Tenho saudades da equipa, que era fantástica. Há duas pessoas do Câmara Clara que trabalham comigo no Visita Guiada, a Sara Oliveira e o João Nuno Soares. Tenho saudades das pessoas, era mesmo uma equipa maravilhosa, profissionais extraordinários. Mas digo-lhe que estou também muito contente a fazer o Visita Guiada... Aliás, a ideia de fazer um programa com as características do Visita Guiada surgiu-me durante o Câmara Clara, porque a certa altura começámos a sair do estúdio e eu comecei a adorar sair do estúdio. Já eram muitos anos em estúdio. Agora adoro andar cá fora. Adorei ter feito o Câmara Clara e fiquei muito triste quando acabou, obviamente. Mas eu acho que o que começa também naturalmente acaba. E eu tenho muita dificuldade com o tom de escândalo, que se instala em Portugal com muita facilidade. Eu escandalizo-me com outro tipo de coisas. Não questiono a legitimidade de quem acabou com o programa, mas se me perguntar se acho que o programa estava esgotado, eu respondo que não. E durou quase seis anos, coisa que nunca esperei que acontecesse. E eu acho que é saudável que venham outras pessoas fazer as coisas, para renovar, mostrar outros pontos de vista...

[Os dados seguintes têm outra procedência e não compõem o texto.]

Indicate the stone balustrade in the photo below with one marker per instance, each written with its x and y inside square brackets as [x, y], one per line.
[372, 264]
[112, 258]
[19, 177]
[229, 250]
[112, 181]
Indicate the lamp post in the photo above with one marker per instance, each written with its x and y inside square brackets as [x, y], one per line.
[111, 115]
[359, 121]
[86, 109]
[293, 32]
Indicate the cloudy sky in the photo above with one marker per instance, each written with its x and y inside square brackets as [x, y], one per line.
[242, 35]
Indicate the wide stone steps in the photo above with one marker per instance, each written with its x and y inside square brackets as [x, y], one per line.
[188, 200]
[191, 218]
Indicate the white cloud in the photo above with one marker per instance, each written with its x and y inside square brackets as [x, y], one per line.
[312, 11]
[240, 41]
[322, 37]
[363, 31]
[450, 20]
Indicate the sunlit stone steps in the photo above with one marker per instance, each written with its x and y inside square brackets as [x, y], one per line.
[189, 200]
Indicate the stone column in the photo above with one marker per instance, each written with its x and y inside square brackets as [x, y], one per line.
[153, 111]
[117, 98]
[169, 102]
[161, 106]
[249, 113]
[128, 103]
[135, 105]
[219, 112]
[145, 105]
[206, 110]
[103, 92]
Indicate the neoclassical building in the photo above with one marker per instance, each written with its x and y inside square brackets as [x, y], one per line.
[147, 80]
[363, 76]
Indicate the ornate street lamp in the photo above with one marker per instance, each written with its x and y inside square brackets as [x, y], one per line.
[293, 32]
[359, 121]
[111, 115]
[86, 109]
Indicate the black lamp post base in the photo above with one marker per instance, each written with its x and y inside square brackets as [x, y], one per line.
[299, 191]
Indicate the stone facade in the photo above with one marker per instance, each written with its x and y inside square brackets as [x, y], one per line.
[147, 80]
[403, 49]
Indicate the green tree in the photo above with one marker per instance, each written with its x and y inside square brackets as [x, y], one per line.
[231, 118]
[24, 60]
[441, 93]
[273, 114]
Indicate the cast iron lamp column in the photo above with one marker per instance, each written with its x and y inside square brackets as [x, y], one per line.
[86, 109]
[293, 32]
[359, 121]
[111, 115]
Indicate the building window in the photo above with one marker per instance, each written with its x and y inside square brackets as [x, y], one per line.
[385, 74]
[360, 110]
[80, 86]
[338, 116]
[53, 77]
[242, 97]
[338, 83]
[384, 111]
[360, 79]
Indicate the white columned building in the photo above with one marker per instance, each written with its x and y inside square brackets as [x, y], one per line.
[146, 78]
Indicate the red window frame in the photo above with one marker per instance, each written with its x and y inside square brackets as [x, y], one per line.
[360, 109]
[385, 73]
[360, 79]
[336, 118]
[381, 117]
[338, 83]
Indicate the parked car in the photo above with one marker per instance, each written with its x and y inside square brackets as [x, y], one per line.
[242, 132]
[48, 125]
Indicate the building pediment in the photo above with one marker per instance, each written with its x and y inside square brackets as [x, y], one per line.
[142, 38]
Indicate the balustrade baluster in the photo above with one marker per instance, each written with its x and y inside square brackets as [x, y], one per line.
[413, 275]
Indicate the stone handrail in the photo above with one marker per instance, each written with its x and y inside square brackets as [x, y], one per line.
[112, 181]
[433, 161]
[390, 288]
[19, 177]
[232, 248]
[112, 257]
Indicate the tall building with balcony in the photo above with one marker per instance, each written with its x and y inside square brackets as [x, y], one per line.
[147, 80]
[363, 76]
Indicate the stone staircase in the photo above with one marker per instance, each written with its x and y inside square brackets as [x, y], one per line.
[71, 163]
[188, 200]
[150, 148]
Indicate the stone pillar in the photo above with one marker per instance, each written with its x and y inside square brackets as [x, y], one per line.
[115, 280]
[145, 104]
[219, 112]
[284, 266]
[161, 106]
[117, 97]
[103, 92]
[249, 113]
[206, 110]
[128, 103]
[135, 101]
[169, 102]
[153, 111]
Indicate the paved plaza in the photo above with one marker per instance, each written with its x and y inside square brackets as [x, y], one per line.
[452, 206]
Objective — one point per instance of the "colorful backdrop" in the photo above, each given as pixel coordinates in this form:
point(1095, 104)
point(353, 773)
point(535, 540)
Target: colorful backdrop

E foi subdiretora da RTP2 entre 2006 e 2012.

Fui, durante seis anos.

De que mais se orgulha desse tempo e do que fez nesse cargo?

Orgulho-me do que a direção a que eu pertenci, que foi a direção do Jorge Wemans, fez pelo documentário em Portugal. Houve, durante anos, a possibilidade de se estrear um novo documentário nacional todas as semanas, o que é extraordinário. Esse foi, para mim, o maior contributo que a direção de Jorge Wemans deu ao audiovisual português. Mas fez-se outras coisas... A programação infantil foi um dos pratos fortes dessa direção, bem como a saudável interação com a chamada sociedade civil. Acho que conseguimos prestar verdadeiro serviço público. A direção a que eu pertenci tinha a convicção de que era possível cumprir o serviço público de uma forma criativa, inventiva e atrativa.

Mas saem a mal por causa da redução do orçamento para a RTP2...

A RTP2 foi sujeita a uma redução de orçamento de 80%.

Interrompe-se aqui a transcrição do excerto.